La catedral de la Epifanía está rodeada de numerosas historias. A principios del siglo XIX, sufrió a causa de un fuerte terremoto, lo que provocó la demolición de la quinta cúpula. En septiembre de 1812, con donaciones de los feligreses, se construyó un segundo campanario, en el que se colocó la campana más grande de la ciudad, con un peso de 12 toneladas. Sin embargo, los terremotos continuaron, y a finales de 1861 la catedral volvió a sufrir, requiriendo reparaciones.

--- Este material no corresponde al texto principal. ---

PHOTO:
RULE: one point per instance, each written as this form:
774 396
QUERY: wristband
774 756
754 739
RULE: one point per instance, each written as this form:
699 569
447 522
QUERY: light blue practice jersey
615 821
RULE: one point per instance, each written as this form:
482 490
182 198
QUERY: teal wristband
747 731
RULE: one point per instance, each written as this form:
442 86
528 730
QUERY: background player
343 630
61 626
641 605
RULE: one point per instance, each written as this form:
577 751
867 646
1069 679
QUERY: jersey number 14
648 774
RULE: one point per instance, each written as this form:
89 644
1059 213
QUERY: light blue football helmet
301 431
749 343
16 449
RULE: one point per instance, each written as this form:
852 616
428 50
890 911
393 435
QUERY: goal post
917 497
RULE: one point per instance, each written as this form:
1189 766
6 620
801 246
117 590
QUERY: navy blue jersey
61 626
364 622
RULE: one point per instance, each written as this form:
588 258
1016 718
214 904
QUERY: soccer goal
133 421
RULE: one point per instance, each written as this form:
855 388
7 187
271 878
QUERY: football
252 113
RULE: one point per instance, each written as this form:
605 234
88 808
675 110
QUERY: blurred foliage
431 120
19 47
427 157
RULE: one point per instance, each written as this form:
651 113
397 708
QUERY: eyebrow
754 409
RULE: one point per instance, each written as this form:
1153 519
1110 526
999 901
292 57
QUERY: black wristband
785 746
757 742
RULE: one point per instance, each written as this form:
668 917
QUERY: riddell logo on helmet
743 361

La tercera prueba para la catedral llegó con la llegada del poder soviético, cuando fue cerrada y entregada a una panadería. Como resultado, el edificio sufrió gravemente y en 1960 estuvo en peligro de destrucción, pero, afortunadamente, sobrevivió. En la actualidad, la catedral ha sido devuelta a los creyentes, y gracias a nuevas donaciones se logró restaurar las pinturas y el iconostasio. En 2013, la catedral volvió a ser catedral y principal en la diócesis de Irkutsk. Espero que en el futuro no le esperen nuevos trastornos.